6 Istituto di Ricovero e Cura a Carattere Scientifico (Scientific Institutes for Research, Hospitalisation and Healthcare). These are public or private hospitals that carry out highly specialised clinical activities integrated with biomedical and health research of national relevance.
7 See note 5.
8 In particular, for the purpose of correcting biases in high-risk AI systems, the AI Act clarifies at Article 10(5) that the processing of special categories of personal data, including health data, is permitted only where the same result cannot be effectively achieved through the use of other data, ‘including synthetic or anonymised data’. This provision effectively introduces a principle of subsidiarity regarding the use of real personal data: the processing of such data is justified only if and to the extent that less intrusive alternatives, including synthetic data, prove unsuitable for achieving the purpose.

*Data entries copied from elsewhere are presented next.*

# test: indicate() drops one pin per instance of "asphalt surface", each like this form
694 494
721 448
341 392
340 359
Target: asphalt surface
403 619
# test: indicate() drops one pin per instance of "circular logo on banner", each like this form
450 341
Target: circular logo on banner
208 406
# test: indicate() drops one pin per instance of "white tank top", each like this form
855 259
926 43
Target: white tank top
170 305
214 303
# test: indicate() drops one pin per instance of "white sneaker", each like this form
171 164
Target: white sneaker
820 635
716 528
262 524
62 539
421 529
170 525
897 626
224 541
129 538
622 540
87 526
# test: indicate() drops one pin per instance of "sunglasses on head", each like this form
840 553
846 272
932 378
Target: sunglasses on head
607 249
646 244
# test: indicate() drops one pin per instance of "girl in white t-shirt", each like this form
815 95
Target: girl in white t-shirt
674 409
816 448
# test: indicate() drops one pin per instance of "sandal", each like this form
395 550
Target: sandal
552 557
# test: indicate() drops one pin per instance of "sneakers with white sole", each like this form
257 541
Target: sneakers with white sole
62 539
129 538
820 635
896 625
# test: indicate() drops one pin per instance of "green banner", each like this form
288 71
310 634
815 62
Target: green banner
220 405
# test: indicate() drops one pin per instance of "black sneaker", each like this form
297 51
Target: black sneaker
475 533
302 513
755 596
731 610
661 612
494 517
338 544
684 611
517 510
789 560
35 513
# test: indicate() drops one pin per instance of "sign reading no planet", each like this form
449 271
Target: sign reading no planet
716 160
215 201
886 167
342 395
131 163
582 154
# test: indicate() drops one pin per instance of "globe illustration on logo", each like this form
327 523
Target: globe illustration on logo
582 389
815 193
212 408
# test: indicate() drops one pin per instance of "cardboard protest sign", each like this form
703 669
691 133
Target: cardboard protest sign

9 EMA, ‘Reflection paper on the use of Artificial Intelligence (AI) in the medicinal product lifecycle’, 9 September 2024, available at: www.ema.europa.eu/en/documents/scientific-guideline/reflection-paper-use-artificial-intelligence-ai-medicinal-product-lifecycle_en.pdf.
10 See www.ema.europa.eu/en/news/ema-fda-set-common-principles-ai-medicine-development-0.
11 See www.aifa.gov.it/documents/20142/3346516/Dossier_stampa_IA_e_Salute.pdf.